Why Are Clergy More Depressed Than Laypeople?
Research from the Clergy Health Initiative at Duke Divinity School indicates that clergy members are (by rather conservative figures) over 1.5 times more likely to experience depression than members of the general population.
Rae Jean Proeschold-Bell, the study's lead researcher, opines:
"It's concerning that such a high percentage of clergy may be depressed while they are trying to inspire congregations, lead communities and social change ventures, even just trying to do counseling of their own parishioners. These are responsibilities that you would really want a mentally healthy person be engaged in, and yet it may be the challenges of those responsibilities that might be driving these high rates of depression."
Reporter Katherine Hindley adds the observation that "Other occupations that involve a strong focus on providing care for others, such as those in nursing and social work fields, have also been tied to above-average rates of depression."
So the nature of spiritual work is depressive? The study doesn't go that far, but the long hours and the emotional rollercoaster of ministry work does leave many leaders feeling insignificant, unappreciated, and down. Sometimes persistently depressed.
Hindley also quotes Steven Scoggin, president of CareNet a North Carolinan network of pastoral counseling centers:
"There is a sense that they should be able to handle more because they're a person of faith," said Scoggin. "It's not really embraced well by congregations for clergy to be transparent and vulnerable with their struggles … We could do more for them early in their development, in their seminary education, to have better boundaries emotionally and psychologically. I think it is very much a self-care issue."

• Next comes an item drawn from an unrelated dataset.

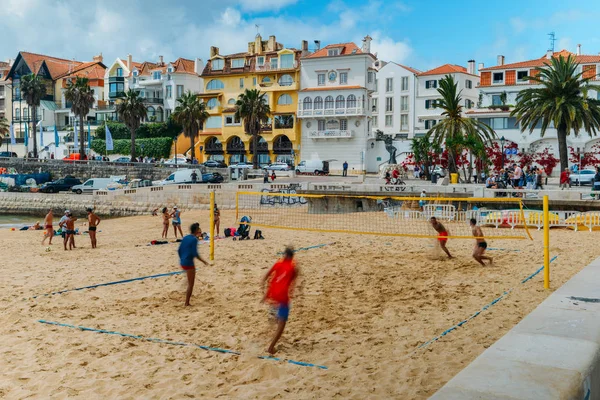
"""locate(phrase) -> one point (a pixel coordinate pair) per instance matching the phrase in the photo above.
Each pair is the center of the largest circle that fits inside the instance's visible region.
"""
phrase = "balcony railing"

Leadership Journal wants you to take care of yourself. It was a key theme of a full issue recently. Here are a few places to start with further reading:
-Lesa Englethaler talks about God's absence and "Growing in the Dark."
-Psalms of lament give voice, but no easy answers, to John Colwell in "Befriending the Darkness."
-Tommy Nelson searches for peace in "Anxiety Attack!"
-Ed Rowell ponders "Why Am I Angrier Than I Used to Be?"
-And Paul Pastor asks why we put such pressure on hurting Christians to be positive in "How to Pray When You're Pissed at God."
If you experience routine depression, or struggle with healthy self-care, please seek out professional counseling.
Leader, you deserve the same level of care you give to others.